Transcurrieron algunos minutos antes de que Michael comprendiera que Johann Schenk hablaba del montaje de Don Giovanni en Salzburgo.
– ¡Al commendatore le aplastan la cabeza! -exclamó a voz en grito, y soltó una risotada-. ¡Y doña Elvira! ¡Hay que ver lo que le hace a Elvira! -sus grandes brazos esbozaron una pirueta en el aire para indicar cómo la cantante flotaba sobre la escena atada a un trapecio. Luego Schenk se inclinó sobre su sopa, la apuró y siguió hablando. Michael le oyó mencionar la ciudad de Dresde y a la Stasi, la policía secreta de la República Democrática Alemana, y también algunos nombres. Luego le oyó decir a voz en grito que había exigido ver su ficha policial.
– ¿Por qué? -preguntó Theo en voz también muy alta-. ¿Para qué querías verla? ¿No te daba miedo lo que pudiera poner?
Johann Schenk golpeó el borde de la mesa con el tenedor, y, con el rostro encendido, dio una respuesta que resonó claramente en toda la sala, ya que en las demás mesas se hablaba en susurros. No podía seguir viviendo, exclamó, sin saber qué amigos le habían traicionado.
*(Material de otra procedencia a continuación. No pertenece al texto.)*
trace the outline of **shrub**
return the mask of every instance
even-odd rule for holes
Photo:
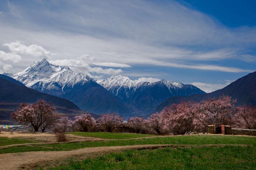
[[[137,133],[139,133],[145,128],[145,121],[141,117],[131,117],[128,120],[128,124],[130,127],[136,130]]]
[[[73,122],[67,116],[61,117],[58,120],[53,128],[58,142],[67,141],[66,133],[70,131]]]
[[[122,116],[113,113],[102,115],[97,121],[107,132],[111,132],[112,128],[122,124],[124,119]]]
[[[88,132],[96,124],[96,121],[89,114],[83,114],[75,116],[74,123],[79,131]]]

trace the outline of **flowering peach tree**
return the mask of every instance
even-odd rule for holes
[[[139,133],[145,125],[145,121],[141,117],[132,117],[129,119],[127,122],[131,128],[136,130],[137,133]]]
[[[97,119],[98,122],[107,132],[111,132],[112,128],[121,124],[124,121],[121,116],[115,113],[102,115]]]
[[[237,126],[256,129],[256,106],[244,105],[238,108]]]
[[[75,117],[74,123],[79,130],[88,132],[88,130],[96,124],[95,120],[89,114],[83,114]]]
[[[11,117],[20,123],[31,124],[36,132],[42,127],[43,132],[50,124],[48,123],[52,122],[55,109],[52,103],[40,100],[32,104],[22,104],[17,111],[12,114]]]

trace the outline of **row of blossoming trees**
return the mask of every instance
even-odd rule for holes
[[[208,125],[215,122],[256,129],[256,107],[236,107],[236,102],[224,96],[200,102],[182,102],[166,107],[147,119],[136,117],[125,122],[122,116],[115,113],[101,115],[97,120],[88,114],[77,116],[73,121],[66,117],[59,119],[54,114],[52,104],[41,100],[31,105],[21,105],[12,116],[19,123],[31,124],[36,131],[51,128],[63,135],[71,130],[112,132],[124,127],[137,133],[184,134],[190,131],[205,132]]]

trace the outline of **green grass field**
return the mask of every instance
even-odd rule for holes
[[[4,146],[12,144],[26,143],[35,143],[36,142],[31,141],[25,139],[16,138],[8,138],[4,137],[0,137],[0,146]]]
[[[152,136],[154,135],[131,133],[111,133],[109,132],[70,132],[69,134],[76,135],[102,138],[103,139],[121,139]]]
[[[157,137],[136,139],[62,143],[12,147],[0,149],[0,154],[32,151],[69,150],[88,147],[123,146],[147,144],[245,144],[256,146],[256,138],[228,135],[195,135]],[[48,148],[44,148],[47,147]]]
[[[70,160],[51,169],[255,169],[255,147],[175,148],[129,150],[82,161]]]

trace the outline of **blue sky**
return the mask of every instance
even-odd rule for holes
[[[97,80],[166,79],[212,91],[256,70],[255,7],[249,0],[3,1],[0,73],[45,58]]]

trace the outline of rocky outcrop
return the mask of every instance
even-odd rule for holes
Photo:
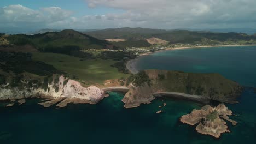
[[[155,99],[152,95],[154,90],[147,83],[143,86],[131,88],[122,99],[125,104],[125,108],[132,108],[139,106],[141,104],[149,104]]]
[[[207,105],[201,110],[194,109],[190,113],[182,116],[180,121],[183,123],[194,125],[213,112],[213,109],[210,105]]]
[[[196,127],[196,131],[204,135],[210,135],[219,138],[223,133],[229,133],[230,131],[226,126],[226,123],[217,116],[214,120],[205,119]]]
[[[210,135],[219,138],[223,133],[230,132],[226,125],[225,120],[232,122],[235,125],[237,122],[229,119],[228,115],[232,115],[232,111],[229,110],[223,104],[219,105],[216,107],[212,107],[206,105],[201,110],[193,110],[190,114],[182,116],[181,122],[191,125],[199,124],[196,127],[198,133],[204,135]]]
[[[228,116],[231,116],[232,115],[232,111],[228,109],[226,106],[223,104],[221,104],[218,105],[215,109],[214,110],[218,112],[219,115],[228,115]]]
[[[33,86],[23,90],[17,87],[10,89],[5,88],[4,86],[0,87],[0,100],[21,99],[39,95],[53,98],[76,98],[96,104],[104,98],[104,92],[97,87],[84,87],[79,82],[66,79],[63,75],[56,81],[48,83],[46,89]]]
[[[166,97],[208,103],[211,100],[236,103],[242,87],[218,74],[196,74],[146,70],[128,79],[130,91],[122,101],[127,108],[150,103],[155,97]],[[218,107],[219,112],[225,107]],[[225,111],[230,115],[230,112]]]

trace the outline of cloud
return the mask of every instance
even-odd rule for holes
[[[146,27],[155,25],[161,28],[174,28],[204,25],[221,27],[223,25],[252,27],[256,24],[254,0],[86,1],[88,7],[92,8],[103,6],[126,10],[124,14],[107,14],[109,20],[144,22]]]
[[[2,29],[20,28],[26,30],[42,28],[86,29],[122,27],[162,29],[255,28],[256,25],[255,0],[85,0],[85,2],[89,8],[107,10],[102,15],[85,13],[84,16],[76,17],[73,11],[60,7],[32,9],[21,5],[11,5],[0,8],[0,26]],[[113,10],[109,12],[108,8]]]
Quería enterarse bien de lo que ponía en su ficha de la Stasi, declaró con voz tonante, los ojos fijos en la bandeja del postre donde una gelatina roja relucía en platitos de cristal. Theo se inclinó para susurrarle algo. Johann Schenk miró alarmado hacia la mesa que ocupaban los policías. Nita apartó su plato de postre. Apenas había probado bocado, pensó Michael mientras la veía alargar una mano trémula hacia la jarra de agua, y se preguntó enfadado cómo le había permitido acudir allí en esas condiciones.
– Se lo has permitido porque no podías hacer nada. Ella quería venir y el entierro no se celebrará hasta pasado mañana -dijo Eli. Entonces Michael comprendió que, sin darse cuenta, había hablado en voz alta. Miró a su alrededor con aprensión. Eli examinaba su rostro atentamente-. ¿Cuánto tiempo nos quedaremos aquí? -preguntó.
– Necesito quedarme a solas con ellos cuando Theo y Nita estén trabajando con el cantante -dijo Michael en un susurro apremiante-. Y tengo que hablar con este Johann Schenk -miró de reojo a Ya'ir, que permanecía en silencio.
– Por mí no hay problema -masculló Eli incómodo-. Pero será mejor que antes se lo consultes a Balilty, porque Shorer nos ha dicho, y sobre todo a él -dijo señalando a Ya'ir con la cabeza-, que siempre estemos con ellos de dos en dos -explicó en tono de disculpa, con creciente incomodidad. Se levantó torpemente, se dirigió al mostrador y regresó a la mesa con una jarra de agua. Tan violento se le veía, el torso girado hacia el piano del rincón para no mirar a Michael, que éste sintió lástima de él y también se quedó en silencio, observando una puerta lateral y el retrato de Lillian Bentwich.